The fact is that these economies are already penetrated by Northern corporations. The creation of a zone that favors internal trade obviously has an underlying statement: "We protect ourselves from capital or trade coming from outside the zone." But we are still looking for the protections from the outside. Because when free market and neoliberal ideology is so widespread, countries are concerned with reducing and eliminating protections regarding any type of capital. So the idea that we are in the process of integrating the Southern cone is, in part, a lie. The governments are not interested in protecting the economy of the region from outside actors or in allowing this subregion to develop its own industrial infrastructure to produce and export with sovereignty or capacity to compete.

MM: How will the impeachment of Brazil's President Fernando Collor de Mello affect Brazil's basic economic development strategy?

 Arruda: After Collor stepped down, his successor, President Itamar Franco announced a new secretariat.
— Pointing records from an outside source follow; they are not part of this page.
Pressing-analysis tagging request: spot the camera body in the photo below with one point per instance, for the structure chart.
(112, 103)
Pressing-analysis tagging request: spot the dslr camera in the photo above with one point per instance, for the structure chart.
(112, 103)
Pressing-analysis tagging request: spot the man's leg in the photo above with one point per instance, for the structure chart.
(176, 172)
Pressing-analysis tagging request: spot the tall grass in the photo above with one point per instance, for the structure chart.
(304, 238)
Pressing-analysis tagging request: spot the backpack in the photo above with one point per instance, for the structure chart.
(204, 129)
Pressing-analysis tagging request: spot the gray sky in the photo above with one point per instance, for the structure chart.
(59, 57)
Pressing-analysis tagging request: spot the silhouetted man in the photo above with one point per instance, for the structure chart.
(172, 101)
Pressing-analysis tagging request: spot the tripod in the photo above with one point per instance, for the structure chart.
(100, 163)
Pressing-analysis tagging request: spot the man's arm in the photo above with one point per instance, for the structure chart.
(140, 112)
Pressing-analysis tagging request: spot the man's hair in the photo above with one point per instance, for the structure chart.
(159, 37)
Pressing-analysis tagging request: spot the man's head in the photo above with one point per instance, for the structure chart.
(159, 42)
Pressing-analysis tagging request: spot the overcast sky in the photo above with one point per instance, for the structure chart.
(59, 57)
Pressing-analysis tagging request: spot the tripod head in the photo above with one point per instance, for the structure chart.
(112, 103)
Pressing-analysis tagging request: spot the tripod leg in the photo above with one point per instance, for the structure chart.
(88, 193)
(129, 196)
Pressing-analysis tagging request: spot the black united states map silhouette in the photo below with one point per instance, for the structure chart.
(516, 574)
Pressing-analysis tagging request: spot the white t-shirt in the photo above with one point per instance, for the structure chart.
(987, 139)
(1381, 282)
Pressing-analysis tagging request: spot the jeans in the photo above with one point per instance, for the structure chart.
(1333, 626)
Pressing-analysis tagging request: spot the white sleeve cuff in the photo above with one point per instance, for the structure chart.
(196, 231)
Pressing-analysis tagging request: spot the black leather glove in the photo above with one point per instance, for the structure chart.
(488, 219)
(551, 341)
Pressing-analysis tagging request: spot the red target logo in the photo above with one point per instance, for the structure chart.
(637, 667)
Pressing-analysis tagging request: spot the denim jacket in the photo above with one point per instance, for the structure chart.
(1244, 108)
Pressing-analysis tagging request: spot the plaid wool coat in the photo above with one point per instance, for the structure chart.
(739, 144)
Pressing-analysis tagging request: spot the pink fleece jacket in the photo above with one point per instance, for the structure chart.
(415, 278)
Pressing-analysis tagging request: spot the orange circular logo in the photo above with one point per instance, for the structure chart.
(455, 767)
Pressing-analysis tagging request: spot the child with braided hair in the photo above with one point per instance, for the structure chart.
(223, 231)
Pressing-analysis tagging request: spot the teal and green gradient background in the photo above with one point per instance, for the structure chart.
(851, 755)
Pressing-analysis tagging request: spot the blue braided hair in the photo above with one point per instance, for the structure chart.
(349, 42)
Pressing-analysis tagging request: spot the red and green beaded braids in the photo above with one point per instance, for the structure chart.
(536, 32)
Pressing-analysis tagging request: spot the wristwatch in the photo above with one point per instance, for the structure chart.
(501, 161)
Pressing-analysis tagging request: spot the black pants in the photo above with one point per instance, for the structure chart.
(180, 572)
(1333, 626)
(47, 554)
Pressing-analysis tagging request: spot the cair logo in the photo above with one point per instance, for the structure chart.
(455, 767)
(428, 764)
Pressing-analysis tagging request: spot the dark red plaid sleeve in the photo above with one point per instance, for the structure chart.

The two men now responsible for economic decisions are Paulo Haddad, a professor and consultant, and Gustavo Krause, an economist who was mayor of a medium-sized city of the Northeast. Both tend to be conservative, the latter being a member of the parties that kept the reins of power during military rule. So far, in terms of economic development, they have defined only what the Itamar adminstration will not do or change.

They do not seem to recognize that the 10 years of recession with inflation, which ruined our economy and caused severe suffering for the people, prove that the IMF's and the technocrats' concepts that have dominated economic planning for decades have failed with respect to the aims they proclaim. They do not intend to redefine "modernization" to give it a comprehensive meaning that includes social and human, scientific, technological, political and cultural development, rather than simply extensive and non-selective privitization.

They also seem to have decided that the politics of indebtedness - and Brazil's relationship with international creditors - will continue as under Collor. If these hypotheses are borne out, I foresee a new inflationary surge, deeper recession and growing masses of unemployed people. Without a deep change in the rhythm of debt repayment, and in our relations with creditors and transnational capital, we will never overcome the crisis, nor escape the position of being subordinate to priorites that are not our own.